The five elements in feng shui are wood, fire, earth, metal, and water. These are the elements that are used in Chinese astrology, and are also the same elements that are referred to by acupuncturists. Whether in your body or in your surroundings, the goal is balance. This balance can be achieved through a variety of ways. Find out more from Feng Shui professional, Carol Wheelock.
The concept of the five elements is the most difficult feng shui concept to grasp. It takes time to learn how to determine which element a particular item in your home might be because many things represent more than one element. A rectangular wood table that is painted red reflects three elements – wood for the substance, earth for the shape, and fire for the color. A round mirror is both metal (the shape) and water (reflective surface).

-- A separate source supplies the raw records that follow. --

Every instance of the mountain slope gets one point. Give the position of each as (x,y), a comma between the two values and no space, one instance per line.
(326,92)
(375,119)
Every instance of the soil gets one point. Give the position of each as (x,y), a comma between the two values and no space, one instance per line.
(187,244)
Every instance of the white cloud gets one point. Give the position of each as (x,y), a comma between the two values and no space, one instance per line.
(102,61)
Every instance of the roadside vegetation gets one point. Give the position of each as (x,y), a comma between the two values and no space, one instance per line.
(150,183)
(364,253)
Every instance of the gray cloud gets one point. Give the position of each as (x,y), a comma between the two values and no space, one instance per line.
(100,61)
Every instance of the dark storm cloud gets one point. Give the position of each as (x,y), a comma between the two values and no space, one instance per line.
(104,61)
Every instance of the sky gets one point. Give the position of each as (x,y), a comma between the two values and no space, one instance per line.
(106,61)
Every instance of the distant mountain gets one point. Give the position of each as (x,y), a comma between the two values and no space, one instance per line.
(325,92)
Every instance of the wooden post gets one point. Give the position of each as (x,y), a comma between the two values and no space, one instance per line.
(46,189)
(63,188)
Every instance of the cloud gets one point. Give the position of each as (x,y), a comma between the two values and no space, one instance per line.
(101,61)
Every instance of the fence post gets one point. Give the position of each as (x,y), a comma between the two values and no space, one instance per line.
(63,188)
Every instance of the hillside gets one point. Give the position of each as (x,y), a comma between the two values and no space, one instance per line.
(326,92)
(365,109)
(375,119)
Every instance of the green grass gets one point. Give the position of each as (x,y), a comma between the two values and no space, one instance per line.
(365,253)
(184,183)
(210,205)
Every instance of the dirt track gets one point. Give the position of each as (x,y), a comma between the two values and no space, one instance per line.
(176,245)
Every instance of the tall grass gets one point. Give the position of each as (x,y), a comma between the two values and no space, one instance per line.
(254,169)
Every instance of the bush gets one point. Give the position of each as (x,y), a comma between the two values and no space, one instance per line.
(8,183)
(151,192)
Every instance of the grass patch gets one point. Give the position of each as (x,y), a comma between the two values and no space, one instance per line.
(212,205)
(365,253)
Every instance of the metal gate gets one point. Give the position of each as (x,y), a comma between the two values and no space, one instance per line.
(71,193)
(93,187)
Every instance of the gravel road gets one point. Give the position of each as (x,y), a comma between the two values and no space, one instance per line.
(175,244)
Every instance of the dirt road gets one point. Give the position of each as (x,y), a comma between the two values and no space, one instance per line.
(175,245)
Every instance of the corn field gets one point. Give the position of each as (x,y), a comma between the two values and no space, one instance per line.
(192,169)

Balancing the five elements is one of the layers of feng shui that is used to bring balance to your life and your space. Look around your house. If you have one element that is dominant, it is apt to create an imbalance in your life. For example, if you have an excess of wood, you may feel overwhelmed or over-committed. There are specific techniques that use the natural cycles of the elements to bring about balance, but space does not allow exploring those this month.
Much can be done by looking at the whole space and being aware of the five elements in it. By removing items and bringing others in with intention, you will start the process toward balance. Houses and rooms that contain all the elements feel the most comfortable. By having a balance of the elements in your home, everyone who enters that space will feel comfortable. Everyone who lives there will feel more in balance, more supported by the space, and that is the goal of feng shui. Personal taste, which stems from which element a person is, accounts for why someone may prefer a stark all white environment (metal) and someone else may like a more cluttered homey feel (earth). Carried to the extreme, however, these environments may not be comfortable even for others who live in the same space. It also leads to our having too much of our own selves and that “I am in my own way” feeling.
Although you may gravitate toward things that are one element, try to include things in your surroundings that represent the others as well. This is usually not as difficult as it sounds. If you feel you home is lacking the fire element and you don’t like red or orange, include more candles or art that includes people and/or animals. You could also hang a group of pictures to form a triangular shape on the wall. Or maybe a bowl of oranges or red apples on the tables would be pleasing to you.
In the end, you want an environment that supports you, welcomes you, and makes you feel at peace and balanced. By honoring all the elements, you will create an environment that supports not only you, but also those with whom you share or invite into your space. In the process, you are also honoring the natural rhythms and cycles of nature.